Remember that the US Supreme Court will rule on tariffs tomorrow. Consensus is leaning towards a negative ruling, which could prompt some USD strengthening. That’s because the tariff impact has been more marked on the jobs market than on inflation, and the reaction could see some hawkish repricing in the Fed curve. We’ll discuss the Supreme Court ruling and its implications in a webinar on Monday, 12 January. Sign-up here.
 

EUR: Keeping an eye on geopolitcs

Despite sub-consensus German CPI, euro area figures were in line with the 2.0% consensus. As discussed yesterday, even a small undershooting wouldn't have triggered material dovish repricing given the ECB's hawkish communication.

The focus for the euro at this stage is on geopolitics, looking at both the West (Greenland) and the East (Ukraine). On the former, the US and Denmark will meet next week to discuss Greenland, where the White House is reportedly considering business deals to gain a footprint on the island. The Trump administration has nevertheless kept the threat of military intervention as a possibility, although there is little priced in at this stage.

EUR/DKK has been trading on the strong side but is only some 0.15% above the 7.460 peg level. The Danish central bank allows +/- 2.25%, even if deviations are generally well below 0.5%. It is possible that the central bank is buying DKK: in 2019-20, FX interventions were deployed around these spot levels. A decisive break above 7.4740 – a level well defended in 2019-20 – would be a slightly more worrying signal.

On Ukraine, the UK and France have agreed to send troops if a peace deal is agreed. So far, the euro has remained largely unreactive to the small progress being made.

We retain a short-term neutral view on EUR/USD, with 1.170 as a target. Strong German factory orders this morning don’t seem to be moving the needle in the spot.
 

SEK: Inflation undershooting not an issue for the krona

EUR/SEK is trading on the strong side this morning after sub-consensus inflation in Sweden. Headline CPIF slowed from 2.3% to 2.1% while the core measure excluding energy was down to 2.3% from 2.4% despite expectations for an acceleration in December.

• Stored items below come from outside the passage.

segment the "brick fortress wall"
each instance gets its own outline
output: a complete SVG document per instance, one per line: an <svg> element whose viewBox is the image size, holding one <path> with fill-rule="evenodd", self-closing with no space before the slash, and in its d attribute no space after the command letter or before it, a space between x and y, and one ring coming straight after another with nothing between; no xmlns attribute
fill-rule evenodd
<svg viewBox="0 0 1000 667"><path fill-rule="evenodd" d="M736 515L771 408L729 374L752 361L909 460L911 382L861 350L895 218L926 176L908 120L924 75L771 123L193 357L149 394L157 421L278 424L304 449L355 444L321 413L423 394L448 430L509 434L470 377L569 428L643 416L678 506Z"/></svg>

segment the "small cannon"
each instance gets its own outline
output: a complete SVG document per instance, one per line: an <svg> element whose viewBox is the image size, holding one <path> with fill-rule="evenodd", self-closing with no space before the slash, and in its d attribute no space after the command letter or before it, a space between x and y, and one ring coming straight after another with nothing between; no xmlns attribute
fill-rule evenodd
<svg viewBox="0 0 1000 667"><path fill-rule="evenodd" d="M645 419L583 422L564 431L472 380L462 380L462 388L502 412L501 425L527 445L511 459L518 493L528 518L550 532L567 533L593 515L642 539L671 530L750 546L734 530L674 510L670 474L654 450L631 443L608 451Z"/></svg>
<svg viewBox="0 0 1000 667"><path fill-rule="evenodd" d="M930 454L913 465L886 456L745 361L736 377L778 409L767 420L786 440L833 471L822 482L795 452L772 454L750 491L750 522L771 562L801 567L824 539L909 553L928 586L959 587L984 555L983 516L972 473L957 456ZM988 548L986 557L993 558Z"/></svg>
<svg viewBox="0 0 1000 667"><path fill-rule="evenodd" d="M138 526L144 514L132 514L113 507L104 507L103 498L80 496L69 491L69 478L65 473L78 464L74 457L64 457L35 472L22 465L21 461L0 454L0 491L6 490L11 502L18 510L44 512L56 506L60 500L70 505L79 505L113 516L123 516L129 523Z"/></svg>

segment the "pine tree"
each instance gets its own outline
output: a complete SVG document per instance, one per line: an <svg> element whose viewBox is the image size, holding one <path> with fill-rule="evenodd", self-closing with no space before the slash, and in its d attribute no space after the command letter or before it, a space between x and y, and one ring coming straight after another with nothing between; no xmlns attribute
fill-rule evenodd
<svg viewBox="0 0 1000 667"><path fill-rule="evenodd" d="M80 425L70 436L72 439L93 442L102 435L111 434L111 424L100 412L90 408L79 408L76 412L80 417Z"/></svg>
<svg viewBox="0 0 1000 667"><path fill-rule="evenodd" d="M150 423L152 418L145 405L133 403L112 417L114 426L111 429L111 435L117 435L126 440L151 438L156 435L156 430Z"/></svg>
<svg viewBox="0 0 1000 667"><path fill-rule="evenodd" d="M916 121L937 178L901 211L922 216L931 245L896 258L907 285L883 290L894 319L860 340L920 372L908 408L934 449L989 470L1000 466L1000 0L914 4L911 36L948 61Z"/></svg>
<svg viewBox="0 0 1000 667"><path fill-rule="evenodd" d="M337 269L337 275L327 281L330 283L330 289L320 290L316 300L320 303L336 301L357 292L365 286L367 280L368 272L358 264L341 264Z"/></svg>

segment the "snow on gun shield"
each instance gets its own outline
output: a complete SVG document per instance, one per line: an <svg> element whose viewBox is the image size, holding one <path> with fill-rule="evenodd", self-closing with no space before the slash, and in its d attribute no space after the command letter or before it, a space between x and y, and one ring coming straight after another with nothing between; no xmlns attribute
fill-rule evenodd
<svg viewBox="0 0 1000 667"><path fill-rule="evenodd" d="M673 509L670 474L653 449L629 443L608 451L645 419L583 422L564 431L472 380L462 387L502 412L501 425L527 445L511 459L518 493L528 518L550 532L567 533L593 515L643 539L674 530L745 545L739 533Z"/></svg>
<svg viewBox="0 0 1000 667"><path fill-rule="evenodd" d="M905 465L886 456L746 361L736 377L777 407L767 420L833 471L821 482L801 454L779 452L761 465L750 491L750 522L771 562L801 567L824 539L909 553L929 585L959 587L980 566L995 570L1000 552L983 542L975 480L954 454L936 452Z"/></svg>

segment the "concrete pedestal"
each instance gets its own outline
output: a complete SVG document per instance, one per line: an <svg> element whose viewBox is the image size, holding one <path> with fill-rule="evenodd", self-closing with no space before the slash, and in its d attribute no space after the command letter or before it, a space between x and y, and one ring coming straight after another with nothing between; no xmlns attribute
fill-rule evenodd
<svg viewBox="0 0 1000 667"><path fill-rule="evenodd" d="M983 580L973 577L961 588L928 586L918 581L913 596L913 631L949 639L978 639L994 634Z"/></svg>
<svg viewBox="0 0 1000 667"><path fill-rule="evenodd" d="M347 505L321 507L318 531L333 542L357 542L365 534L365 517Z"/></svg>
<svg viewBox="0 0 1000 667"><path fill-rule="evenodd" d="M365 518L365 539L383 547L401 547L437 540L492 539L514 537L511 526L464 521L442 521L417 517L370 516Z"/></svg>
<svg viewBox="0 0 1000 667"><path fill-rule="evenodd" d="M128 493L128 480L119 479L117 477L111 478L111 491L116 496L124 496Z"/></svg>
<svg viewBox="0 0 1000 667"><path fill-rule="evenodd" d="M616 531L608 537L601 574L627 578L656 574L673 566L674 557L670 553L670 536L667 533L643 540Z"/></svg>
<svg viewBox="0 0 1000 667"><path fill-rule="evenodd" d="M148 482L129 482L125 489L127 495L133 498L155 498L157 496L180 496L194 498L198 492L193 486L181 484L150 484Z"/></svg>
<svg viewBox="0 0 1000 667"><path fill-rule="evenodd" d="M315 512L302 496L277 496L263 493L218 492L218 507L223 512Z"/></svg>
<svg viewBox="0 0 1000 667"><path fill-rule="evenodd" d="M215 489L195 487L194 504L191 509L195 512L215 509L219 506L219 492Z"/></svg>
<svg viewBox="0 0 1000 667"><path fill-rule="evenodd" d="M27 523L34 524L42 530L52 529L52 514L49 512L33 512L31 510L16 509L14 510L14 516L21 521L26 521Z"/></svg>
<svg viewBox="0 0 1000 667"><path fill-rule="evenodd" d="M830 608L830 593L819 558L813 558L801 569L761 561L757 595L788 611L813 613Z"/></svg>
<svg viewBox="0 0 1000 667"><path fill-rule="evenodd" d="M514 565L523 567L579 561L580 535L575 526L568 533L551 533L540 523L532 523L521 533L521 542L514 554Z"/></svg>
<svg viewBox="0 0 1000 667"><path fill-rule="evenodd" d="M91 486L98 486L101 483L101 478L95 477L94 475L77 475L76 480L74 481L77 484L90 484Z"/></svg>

But we don’t think this print materially changes the outlook for the Riksbank or the krona. The chances of a hike in late 2026 were low anyway in our view, and the Riksbank has signalled no more room for cuts unless external events drive a serious macro reassessment.

EUR/SEK was stretching a bit too far on the bearish side before the release and the rebound may be partly technically driven. The pair is still trading with more than 1.5% undervaluation in our model, and while we remain constructive on the krona for the remainder of the year, we have a moderate bullish bias on EUR/SEK in the next couple of weeks, with a return to 10.80-10.90 as our baseline.
 

CZK: Another day, more dovish news

Yesterday's inflation surprised downwards again in December when it remained unchanged at 2.1%, below the CNB and market forecast of 2.3% YoY. Food prices surprised downwards again, but we also saw a decline in energy prices and overall goods. On the other hand, services prices accelerated slightly, which probably leaves core inflation higher at 2.7% YoY. This gives a good entry level for the headline for January, and our economists have revised the inflation forecast downwards again. The baseline scenario remains the same with one additional cut in August, when core inflation will also fall. However, a series of surprises down increases the chance of earlier cuts, but the key will be January inflation, which is usually highly volatile in the Czech Republic.

The market is gradually moving towards more dovish pricing and is currently pricing in around a 17bp rate cut. We see room for further rate cuts to be priced in. Moreover, in the past few days, we have already seen a gap between the rate differential and EUR/CZK as we discussed here. Therefore, we see more upside for EUR/CZK even after yesterday's movement, and at the moment we see fair levels rather in the range of 24.350-400. Today we will see industrial data, but more importantly, will be tomorrow's CNB minutes, which could show the discussion of the bank board on changing the balance of risks in December from pro-inflationary to balanced and push EUR/CZK higher.